Until you’re doing underwater somersaults under a crashing wave while your long board bobs on the surface, you don’t really believe what people say—surfing the Pacific in a wet suit really isn’t that cold. Honest.
But that doesn’t mean it’s easy to hang ten in Tofino, a small town on the western coast of Vancouver Island. Pacific Ocean breakers are so massive they draw the best surfers in the world, and the cross-island highway is two hours of hairpin turns and warnings not to stop the car under unstable rock walls. There’s a reason they call this Tough City.
“Everyone surfs,” says a young man working behind the bar of the Inn at Tough City hotel and sushi bar, the night before I dip my first toe into the water. “Only a handful don’t, and even they probably say they do.”
He’s the son of the joint’s infamous owner, Crazy Ron Gauld, who built his harborside hotel from salvaged materials—brick from Vancouver’s Gastown, granite from Austria. Asked how he got such materials to this distant backwater, all Crazy Ron will say is, “Stole it!”
The town of fewer than 2,000 residents—average age 34—is home to nine surf shops and several schools, but Surf Sister is one of the oldest. Launched in 1999 by women and for women, the school has since opened its lessons to men, who make up 40 percent of students. Instructors are still an all-distaff crew, with some instructing since their mid teens. Once a year the school hosts a Queen of the Peak surf contest with specialized perks like free child care and dog care and a beachside massage tent.
Surf lessons begin with the Tough City uniform: the wet suit. The neoprene here is as heavy duty as it comes, meant to withstand sub-40s ocean temperatures. Donning a wet suit is like trying to climb inside a sticky rubber band, and no one looks graceful doing it.
Amid the driftwood of Cox Bay Beach, our wet-suited class traces surfboards in the thick sand to practice the fundamentals of surfing: paddling (it looks especially silly in the sand) and popping up to a standing position. Then it’s time to get wet.
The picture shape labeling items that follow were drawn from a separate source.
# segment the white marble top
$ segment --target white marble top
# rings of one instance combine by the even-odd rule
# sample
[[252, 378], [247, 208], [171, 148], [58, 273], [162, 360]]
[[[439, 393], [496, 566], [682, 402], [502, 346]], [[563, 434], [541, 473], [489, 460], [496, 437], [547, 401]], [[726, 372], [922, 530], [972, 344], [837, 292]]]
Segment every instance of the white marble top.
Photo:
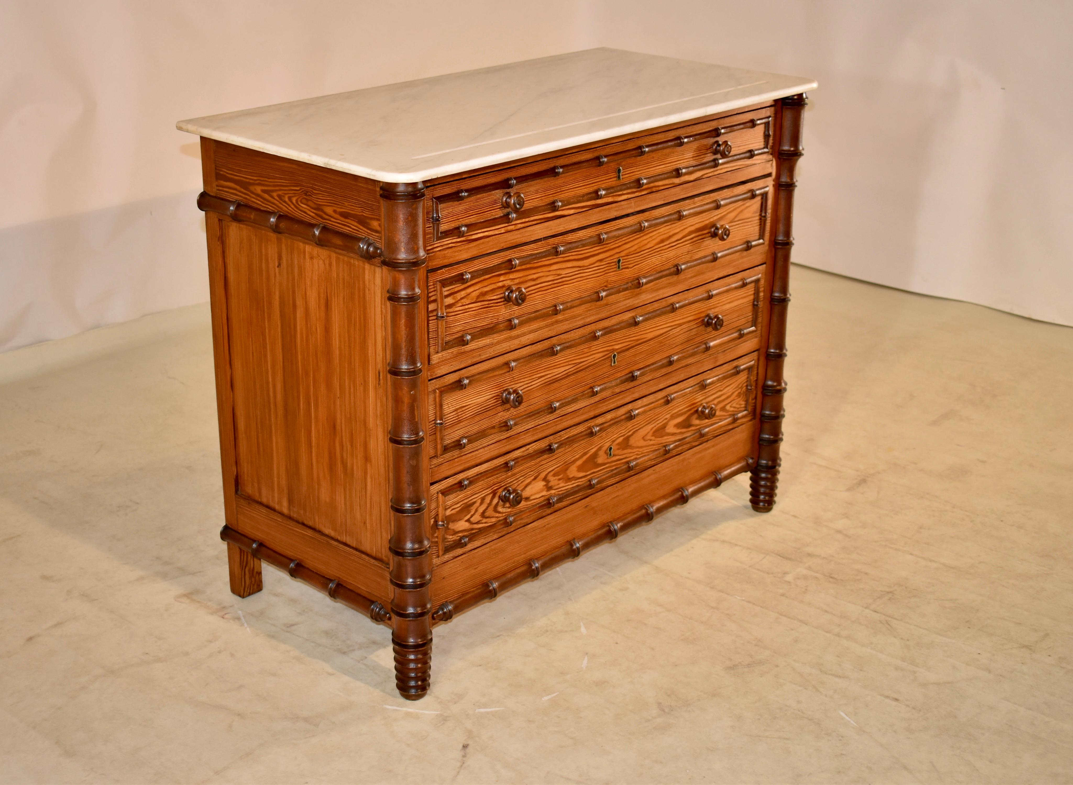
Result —
[[602, 48], [199, 117], [177, 128], [374, 180], [415, 182], [814, 87], [797, 76]]

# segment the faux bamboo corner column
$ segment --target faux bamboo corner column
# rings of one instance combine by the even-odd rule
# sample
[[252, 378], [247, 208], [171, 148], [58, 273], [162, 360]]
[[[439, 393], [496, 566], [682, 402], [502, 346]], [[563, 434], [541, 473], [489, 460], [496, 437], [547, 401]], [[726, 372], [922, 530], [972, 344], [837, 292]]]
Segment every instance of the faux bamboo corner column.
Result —
[[782, 406], [787, 394], [783, 366], [787, 358], [787, 310], [790, 307], [790, 250], [794, 245], [794, 189], [797, 188], [797, 160], [805, 154], [802, 147], [805, 93], [782, 99], [779, 122], [778, 176], [775, 206], [774, 269], [771, 270], [771, 321], [767, 334], [767, 370], [761, 389], [760, 433], [756, 465], [749, 483], [749, 502], [758, 513], [769, 513], [775, 506], [782, 459]]
[[428, 692], [432, 657], [431, 542], [428, 537], [425, 434], [421, 428], [421, 273], [425, 264], [425, 187], [385, 182], [382, 264], [387, 268], [387, 383], [392, 421], [392, 648], [395, 685], [408, 700]]

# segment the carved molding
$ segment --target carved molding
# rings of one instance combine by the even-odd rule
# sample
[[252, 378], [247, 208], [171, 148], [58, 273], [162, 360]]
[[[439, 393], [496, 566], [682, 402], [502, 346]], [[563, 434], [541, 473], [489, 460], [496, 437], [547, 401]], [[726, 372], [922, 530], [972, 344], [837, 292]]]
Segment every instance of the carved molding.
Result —
[[364, 260], [380, 257], [380, 246], [369, 237], [358, 237], [334, 229], [323, 223], [310, 223], [282, 212], [269, 212], [238, 199], [225, 199], [202, 191], [197, 195], [197, 207], [204, 212], [216, 212], [235, 223], [245, 223], [268, 229], [278, 235], [294, 237], [321, 248], [359, 256]]

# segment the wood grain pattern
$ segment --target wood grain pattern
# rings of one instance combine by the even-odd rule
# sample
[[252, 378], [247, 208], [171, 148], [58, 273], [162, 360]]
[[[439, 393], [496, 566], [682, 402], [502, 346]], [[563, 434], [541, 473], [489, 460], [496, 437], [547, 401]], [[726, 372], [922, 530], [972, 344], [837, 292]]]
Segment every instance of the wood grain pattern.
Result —
[[[591, 405], [672, 367], [755, 349], [763, 267], [649, 303], [431, 383], [432, 464]], [[506, 401], [506, 392], [521, 401]]]
[[726, 479], [746, 471], [748, 468], [749, 462], [746, 459], [722, 466], [693, 483], [679, 486], [677, 489], [662, 497], [652, 499], [644, 505], [636, 506], [630, 515], [618, 520], [607, 521], [596, 531], [579, 537], [572, 537], [569, 543], [553, 550], [550, 553], [544, 553], [530, 559], [528, 562], [518, 564], [514, 568], [486, 580], [481, 586], [456, 599], [441, 603], [432, 611], [432, 621], [437, 623], [451, 621], [458, 613], [462, 613], [483, 602], [496, 599], [503, 592], [515, 589], [526, 581], [535, 580], [560, 564], [577, 559], [605, 543], [612, 543], [638, 527], [651, 523], [663, 513], [681, 504], [688, 504], [691, 499], [702, 494], [706, 490], [718, 488]]
[[678, 199], [715, 191], [726, 186], [734, 186], [747, 180], [771, 177], [775, 172], [773, 160], [761, 160], [743, 166], [739, 169], [726, 172], [716, 171], [710, 177], [678, 186], [671, 186], [661, 191], [642, 193], [624, 203], [597, 205], [587, 210], [557, 218], [549, 222], [534, 222], [525, 226], [512, 225], [509, 231], [488, 232], [481, 236], [467, 238], [466, 242], [445, 246], [439, 243], [428, 252], [428, 269], [436, 270], [476, 256], [514, 248], [521, 243], [540, 240], [548, 236], [591, 226], [605, 221], [614, 221], [622, 216], [647, 210], [659, 205], [665, 205]]
[[[429, 276], [432, 375], [764, 261], [769, 180], [484, 256]], [[687, 275], [688, 273], [688, 275]], [[518, 299], [520, 298], [520, 302]]]
[[439, 558], [530, 524], [755, 415], [755, 356], [474, 466], [432, 487]]
[[449, 559], [437, 565], [433, 573], [432, 602], [439, 606], [456, 599], [505, 568], [547, 553], [573, 537], [584, 536], [606, 521], [632, 513], [638, 502], [655, 500], [696, 482], [715, 469], [751, 456], [753, 449], [755, 421], [750, 421], [528, 527]]
[[239, 597], [248, 597], [264, 589], [261, 560], [232, 543], [227, 543], [227, 577], [231, 579], [231, 593]]
[[[723, 115], [674, 132], [640, 133], [598, 151], [475, 175], [429, 190], [431, 243], [554, 221], [596, 204], [616, 203], [770, 158], [773, 109]], [[725, 128], [725, 133], [721, 133]]]
[[223, 235], [238, 487], [386, 561], [384, 272], [242, 224]]
[[790, 252], [794, 245], [794, 191], [797, 188], [797, 161], [805, 154], [802, 134], [807, 97], [791, 95], [779, 102], [778, 176], [775, 240], [771, 253], [767, 351], [761, 399], [760, 429], [756, 435], [758, 458], [750, 478], [750, 503], [758, 513], [770, 512], [779, 482], [782, 459], [783, 399], [787, 394], [787, 311], [790, 307]]
[[215, 182], [205, 184], [209, 193], [359, 237], [380, 237], [372, 180], [211, 139], [202, 142], [203, 161], [206, 143], [215, 165]]
[[246, 497], [239, 495], [236, 506], [236, 525], [232, 527], [235, 531], [299, 560], [322, 575], [342, 580], [385, 607], [391, 602], [387, 565], [383, 562]]
[[428, 692], [432, 661], [431, 544], [428, 538], [428, 461], [425, 448], [425, 332], [422, 231], [425, 188], [388, 183], [380, 188], [387, 269], [391, 390], [392, 649], [395, 686], [408, 700]]

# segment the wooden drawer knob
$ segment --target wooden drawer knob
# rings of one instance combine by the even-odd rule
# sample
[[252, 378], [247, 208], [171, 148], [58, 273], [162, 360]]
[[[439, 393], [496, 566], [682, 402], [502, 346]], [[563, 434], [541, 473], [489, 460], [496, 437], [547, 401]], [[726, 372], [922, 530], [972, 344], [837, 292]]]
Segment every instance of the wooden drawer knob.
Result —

We stand in waist-high water and attempt Gidget moves on nine-foot long boards. The paddling, belly down on the board, is both crucial and terrifically exhausting. Popping up is even harder. We’re all falling, a lot; fortunately Tofino’s all-sand beaches—few rocks, no reefs—make for a safe classroom.
Surfing, like most outdoor sports, takes time to master. What’s remarkable is how quickly a greenhorn can almost, sort of do it—most newbies, despite fumbles, pop up at least once.
Tofino’s après-surf tradition is more classic than the outfits: Mexican grub at Tacofino, a food truck so established its wheels have been replaced by two-by-fours. Fish tacos come with lingcod or albacore tuna and sriracha or wasabi mayo. One only has to scan the footwear of patrons in line to confirm it’s a local’s spot: rubber boots, flip-flops, the occasional bare feet sticking out from a wet suit peeled down to the waist.
Sandwiched between the crashing Pacific Ocean and placid Clayoquot Sound, Tofino is understandably an outdoor playground. What separates Tofino from its twin town of Ucluelet to the south is a surprising indoor, luxury-linens kind of culture; it’s not all bare feet and surf bums.
The Wickaninnish Inn on Chesterman Beach pops up on best-of, gold, and four-diamond lists around the world. It hits high-luxury marks even from an extra-remote location: fireplaces, plush bathrobes, turndown service with musical selections. The windows in the guest-only Lookout Library are designed for storm watching, though the soaking tubs in each room have just as good a view.
While the high-end Wickaninnish should be at odds with laid-back Tofino, it’s just unshowy enough to fit in; even the manager, son of the hotel founder and a veteran of the Seattle Four Seasons, fits a surf break into his workday.
The Wolf in the Fog has a harder task, fitting a fine dining restaurant between surf shops and fish-and-chips windows in the middle of town. Opened last summer by a former Wickaninnish chef, the two-story restaurant serves themed, sharable plates: local duck with a beetroot and Gorgonzola lasagna or a Szechuan twist on surf-and-turf. It’s the only place in town where you can add foie gras to any dish.
But despite the towering wooden beams above and craft cocktails at the bar, this is still Tofino. The menu offers “a six-pack for the kitchen” for $10, $5 cheaper than the foie gras add-on. The kitchen staff gets a reverse buy-back from grateful patrons almost daily. In this grown-up surf town, only the chilly waves are all that tough.